Discussions about GC and other "gas phase" separation techniques.

4 posts Page 1 of 1
Hi Everyone,

I am working on setting up EPA method 600 for the analysis of PCBs in transformer oil and I am having trouble reporting my results. Right now we run a 7 pt calibration curve (quadradic) standard concentrations are 0.1, 0.2, 0.4, 1.0, 2.0, 3.0, and 4.0 ppm.

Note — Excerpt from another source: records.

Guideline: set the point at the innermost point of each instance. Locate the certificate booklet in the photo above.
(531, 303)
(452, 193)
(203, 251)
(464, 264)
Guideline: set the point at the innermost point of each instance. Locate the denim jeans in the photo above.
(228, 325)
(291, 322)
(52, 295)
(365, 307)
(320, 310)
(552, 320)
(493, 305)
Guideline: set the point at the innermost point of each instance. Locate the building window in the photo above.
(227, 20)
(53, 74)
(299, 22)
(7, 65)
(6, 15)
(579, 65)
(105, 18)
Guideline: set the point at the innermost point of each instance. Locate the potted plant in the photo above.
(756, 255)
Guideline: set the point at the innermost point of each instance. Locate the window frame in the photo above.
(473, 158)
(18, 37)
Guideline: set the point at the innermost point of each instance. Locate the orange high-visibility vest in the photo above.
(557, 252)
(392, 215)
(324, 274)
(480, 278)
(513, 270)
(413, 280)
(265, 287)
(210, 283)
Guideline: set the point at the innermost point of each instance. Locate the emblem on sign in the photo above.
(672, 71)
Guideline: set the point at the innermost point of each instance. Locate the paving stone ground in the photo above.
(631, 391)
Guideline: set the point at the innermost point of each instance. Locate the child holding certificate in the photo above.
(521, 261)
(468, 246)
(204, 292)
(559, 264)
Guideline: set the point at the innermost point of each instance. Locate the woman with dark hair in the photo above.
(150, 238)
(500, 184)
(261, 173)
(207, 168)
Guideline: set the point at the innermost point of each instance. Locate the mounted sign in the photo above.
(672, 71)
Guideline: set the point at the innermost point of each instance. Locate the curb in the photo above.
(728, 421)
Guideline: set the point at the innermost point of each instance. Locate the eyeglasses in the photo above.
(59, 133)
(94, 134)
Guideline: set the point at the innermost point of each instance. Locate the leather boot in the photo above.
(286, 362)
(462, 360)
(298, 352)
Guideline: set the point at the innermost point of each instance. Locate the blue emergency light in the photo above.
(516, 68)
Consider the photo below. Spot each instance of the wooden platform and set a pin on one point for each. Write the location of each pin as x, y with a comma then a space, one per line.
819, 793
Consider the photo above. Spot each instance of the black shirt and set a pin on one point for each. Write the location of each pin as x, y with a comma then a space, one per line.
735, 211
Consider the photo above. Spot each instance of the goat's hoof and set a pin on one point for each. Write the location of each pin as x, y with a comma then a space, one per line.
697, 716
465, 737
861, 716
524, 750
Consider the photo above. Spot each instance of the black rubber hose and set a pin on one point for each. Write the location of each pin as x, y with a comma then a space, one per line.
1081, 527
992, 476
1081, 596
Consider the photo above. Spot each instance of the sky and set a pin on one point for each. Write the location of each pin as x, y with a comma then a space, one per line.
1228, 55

This is the TOTAL PCB concentration in the sample vial, the problem I am running into is while calibrating, if I put these concentrations into my calibration table in Chemstation it reports that each peak I calibrate for has a concentration of X ppm when in fact the sum of all of the PCB peaks in the sample is X ppm. I was hoping someone could provide some insight as to how to report this, or how to split the total concentration among the 10 or so peaks that come through the GC.

Thanks in advance for the help!
You simply need to know the concentration of the individual PCB's, or you can't do a proper calibration.

Usually these are bought in a mix, with the same concentration for each PCB. You should have a certificate of the supplier, listing the exact individual concentration.
In OpenLAB 2 andere OpenLAB EZChrom you can create a calibration curve for a group so Total PCB. Van you not do that with ChemStation?????
Freek Varossieau
OpenLab CDS 2 specialist
BeyondOpenLab
beyondopenlab@gmail.com
+5977114721
We never used the GC Chemstation for our GCs but the MSDChemstation works great for this type of work. Set compound type to L and it allows you to sum the separate components to total of the individual peaks. There should be something like this in the GC Chemstation I would believe.

Normally if you get the standards as the Arochlors the individual peaks will all have different concentrations but the standard will be listed as the concentration of the total, similar to gasoline or diesel fuel standards are set at the total not the individual components. If the PCB is stated as an Arochlor concentration then you choose 5 representative peaks and give them all the same concentration equal to 1/5 of the total then sum the individual peaks, or you give all 5 the total concentration value and average the 5 peaks to report as the total. Both methods should work for the Arochlor.

If you have a mixture of known individual congeners then you will simply calculate each one as individual compounds.
The past is there to guide us into the future, not to dwell in.